Well, not really labor vs. material – just labor in this case. When Michele and I went to Death Valley and back a couple of weeks ago, we pretty much stayed off of the 5 – I can't help it, that just sounds weird, I'm going back to calling it I5 (which only looks weird). Anyway, because we didn't spend much time on I5, we didn't stop at any official reststops this trip.
But I was reminded of an incident from a couple of years ago, probably closer to 15 years ago.
We stopped at a reststop that was in the middle of a farming area and – like all reststops – fenced off from the surrounding area. It sort of reminded me of the compound where I lived when I was in the Army stationed in Korea where the native people and their normal life – for them – was on the other side of the fence.Occasionally, on the other side of the fence, both here and in Korea, we would see farmers working.
On this occasion – I5, not Korea – there were farmers, or farm workers, or just stray people, trying to sell us produce through the fence. We bought something, probably almonds. The next time we came by, the sellers were gone and, in their place, were signs saying that vending was illegal. It still pisses me off. They were just trying to make a buck by providing a service.
But, if we want a snack, we are forced to go down the freeway until we come to an interchange that features, authorized, chain fast-food joints and gas station stores. (That have hired lobbyists to get their franchises protected.) Everywhere I have traveled, except the USA and England, there have been informal vendors selling various foods and trinkets.
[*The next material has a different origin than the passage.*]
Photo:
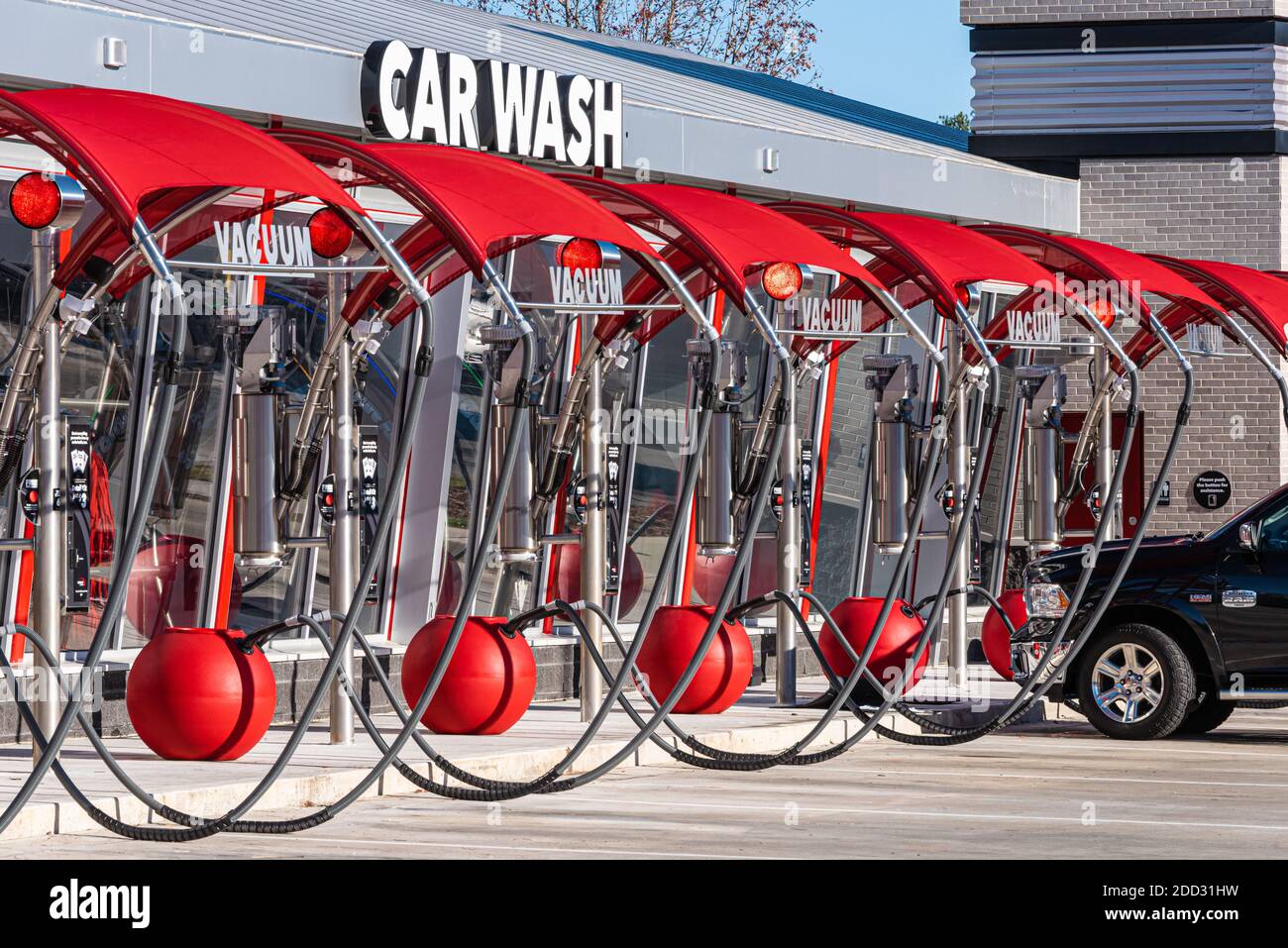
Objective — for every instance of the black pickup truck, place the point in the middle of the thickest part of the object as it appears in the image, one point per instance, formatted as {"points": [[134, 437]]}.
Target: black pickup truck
{"points": [[1198, 626]]}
In China, the state not only allows it, but encourages it by building sales kiosks and open, covered sheds, where people are
likely to stop. Especially in National Parks as shown below.
Imagine how nice it would be if, instead of discouraging vendors at reststops, the state encouraged them. We could buy a taco at a reststop on I5 on the way to LA. Or, at the viewpoint at the north end of the Golden Gate Bridge, we could get a fresh Chinese burrito. I think that our country would be better for it and it would probably help with our unemployment problem.